- Genre: Action Dark humor Surreal humor
- Created by: Zhu Zhiqiang
- Developed by: Zhu Zhiqiang
- Voices of: Charlie Lehardy (#1) Zhu Zhiqiang (#9)
- Composer: Zhu Zhiqiang
- Country of origin: China
- Original languages: Chinese English
- No. of episodes: 10

Production
- Executive producer: Zhu Zhiqiang
- Running time: 1-2 minutes
- Production company: XiaoXiao Movie.com

Original release
- Network: Newgrounds
- Release: April 19, 2001 – February 23, 2002

= Xiao Xiao =

Flash cartoon series

Xiao Xiao (小小作品 (Xiǎo Xiǎo Zuò Pǐn), "Little Work") is a Chinese Internet Flash cartoon series by Beijing-based Chinese animator Zhu Zhiqiang (朱志強 (朱志强, Zhū Zhìqiáng)).

The cartoon features stick figures performing choreographed fight scenes. Some of the cartoons are interactive and game-like. All cartoons are in the Adobe Flash format, with the exception of Xiao Xiao #1, which was originally in AVI format and converted to Flash format. Others have seized on Xiao Xiaos popularity to make animations exploiting the easy-to-draw style of stick figures and minimalist backgrounds, creating cartoons that are sequels or parodies of the official cartoons.

== Etymology ==
In Mandarin Chinese; "Xiao Xiao" is the Chinese character for "small" repeated twice. Here this reduplication connotes an affectionate diminutive, an equivalent might be the English expression "itty bitty" or "lil' old". Each Xiao Xiao cartoon is given a Chinese title with the adjective "Xiao Xiao" preceding a descriptive noun phrase. Xiao Xiao #1 was originally titled "Xiao Xiao Zuo Pin", which translates to "A Little Bit of Creative Work".
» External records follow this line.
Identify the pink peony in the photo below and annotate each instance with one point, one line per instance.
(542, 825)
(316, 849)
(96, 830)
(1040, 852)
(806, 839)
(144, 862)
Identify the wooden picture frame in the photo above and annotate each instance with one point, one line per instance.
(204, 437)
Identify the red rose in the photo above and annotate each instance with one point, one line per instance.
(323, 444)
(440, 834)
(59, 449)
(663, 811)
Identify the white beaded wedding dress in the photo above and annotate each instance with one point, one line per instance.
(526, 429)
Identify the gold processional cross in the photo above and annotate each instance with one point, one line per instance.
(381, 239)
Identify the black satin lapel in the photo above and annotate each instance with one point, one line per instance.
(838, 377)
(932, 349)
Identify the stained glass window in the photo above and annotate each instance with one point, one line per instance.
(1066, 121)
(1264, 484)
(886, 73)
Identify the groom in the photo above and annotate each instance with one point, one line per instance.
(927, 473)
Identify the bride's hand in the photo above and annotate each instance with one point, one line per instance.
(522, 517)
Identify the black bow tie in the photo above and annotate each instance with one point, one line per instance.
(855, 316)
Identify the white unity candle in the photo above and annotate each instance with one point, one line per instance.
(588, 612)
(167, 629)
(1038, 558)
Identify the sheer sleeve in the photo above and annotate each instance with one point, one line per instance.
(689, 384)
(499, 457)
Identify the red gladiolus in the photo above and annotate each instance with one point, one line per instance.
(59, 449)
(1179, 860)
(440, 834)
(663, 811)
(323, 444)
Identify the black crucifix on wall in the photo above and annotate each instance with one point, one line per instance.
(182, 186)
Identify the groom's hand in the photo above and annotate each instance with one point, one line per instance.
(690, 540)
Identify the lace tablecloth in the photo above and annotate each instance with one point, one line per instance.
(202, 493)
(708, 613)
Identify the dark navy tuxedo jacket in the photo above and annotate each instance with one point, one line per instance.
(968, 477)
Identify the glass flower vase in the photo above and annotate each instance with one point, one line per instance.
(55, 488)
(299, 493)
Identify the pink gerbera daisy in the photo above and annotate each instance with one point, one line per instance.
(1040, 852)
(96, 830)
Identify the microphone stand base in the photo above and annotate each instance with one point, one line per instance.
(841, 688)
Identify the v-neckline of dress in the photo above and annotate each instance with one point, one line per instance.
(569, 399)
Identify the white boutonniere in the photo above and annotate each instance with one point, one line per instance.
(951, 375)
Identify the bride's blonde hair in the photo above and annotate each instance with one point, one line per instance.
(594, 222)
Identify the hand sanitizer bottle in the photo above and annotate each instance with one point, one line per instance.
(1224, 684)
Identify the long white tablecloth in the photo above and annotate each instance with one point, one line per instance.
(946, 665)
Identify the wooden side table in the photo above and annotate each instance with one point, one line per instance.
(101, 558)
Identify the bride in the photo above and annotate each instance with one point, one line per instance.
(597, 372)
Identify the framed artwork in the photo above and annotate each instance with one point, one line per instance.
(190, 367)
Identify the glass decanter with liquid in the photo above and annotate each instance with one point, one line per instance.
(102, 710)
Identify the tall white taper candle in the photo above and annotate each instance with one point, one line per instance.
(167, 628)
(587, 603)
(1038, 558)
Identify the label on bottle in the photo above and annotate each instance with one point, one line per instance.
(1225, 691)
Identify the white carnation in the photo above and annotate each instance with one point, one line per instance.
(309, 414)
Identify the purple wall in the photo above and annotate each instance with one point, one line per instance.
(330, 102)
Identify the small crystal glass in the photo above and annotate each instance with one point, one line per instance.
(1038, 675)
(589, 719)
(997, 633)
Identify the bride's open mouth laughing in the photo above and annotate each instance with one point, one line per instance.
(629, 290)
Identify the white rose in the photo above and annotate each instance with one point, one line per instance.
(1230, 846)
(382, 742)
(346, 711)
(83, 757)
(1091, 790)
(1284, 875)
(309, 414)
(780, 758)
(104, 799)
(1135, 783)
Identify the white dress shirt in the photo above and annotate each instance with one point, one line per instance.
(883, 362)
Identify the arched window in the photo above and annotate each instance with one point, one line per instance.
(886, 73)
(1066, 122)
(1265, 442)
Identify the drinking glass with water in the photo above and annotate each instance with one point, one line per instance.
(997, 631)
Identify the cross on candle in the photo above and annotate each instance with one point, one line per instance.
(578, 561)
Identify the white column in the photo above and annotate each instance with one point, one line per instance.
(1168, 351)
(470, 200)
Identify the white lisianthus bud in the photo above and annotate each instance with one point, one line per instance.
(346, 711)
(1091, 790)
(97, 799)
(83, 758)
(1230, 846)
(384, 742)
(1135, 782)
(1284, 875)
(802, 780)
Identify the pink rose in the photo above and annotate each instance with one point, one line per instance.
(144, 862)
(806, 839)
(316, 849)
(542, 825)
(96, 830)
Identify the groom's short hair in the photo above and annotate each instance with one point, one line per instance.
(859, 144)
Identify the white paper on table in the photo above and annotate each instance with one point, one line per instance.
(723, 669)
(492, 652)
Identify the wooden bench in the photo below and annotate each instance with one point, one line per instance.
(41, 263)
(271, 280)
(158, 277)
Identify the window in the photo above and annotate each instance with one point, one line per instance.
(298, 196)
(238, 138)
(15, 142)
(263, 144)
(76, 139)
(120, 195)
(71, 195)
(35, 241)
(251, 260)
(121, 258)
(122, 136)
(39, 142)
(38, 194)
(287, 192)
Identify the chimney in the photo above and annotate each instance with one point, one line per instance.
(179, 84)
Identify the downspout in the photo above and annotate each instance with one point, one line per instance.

Over time, the term gradually shifted meaning from the series itself to the main character, an anonymous black stick figure.

==Legal dispute==
In June 2004, Zhu filed a lawsuit against Nike for plagiarizing his cartoon stickmen in their commercials. Nike's representatives denied the accusations, claiming that the stickman figure lacks originality, and is public domain. Zhu eventually won the lawsuit, claiming his copyright on his style and not the stickman, and Nike was ordered to pay $36,000 to the cartoonist. Nike stated it would appeal the suit in the Beijing High People's Court. Nike won the appeal in 2006, with the judge saying in the paper that the Nike stickman design was different than Zhu's stickman design. After winning the suit, Nike stated "This was never a commercial issue for us. It was a matter of principle."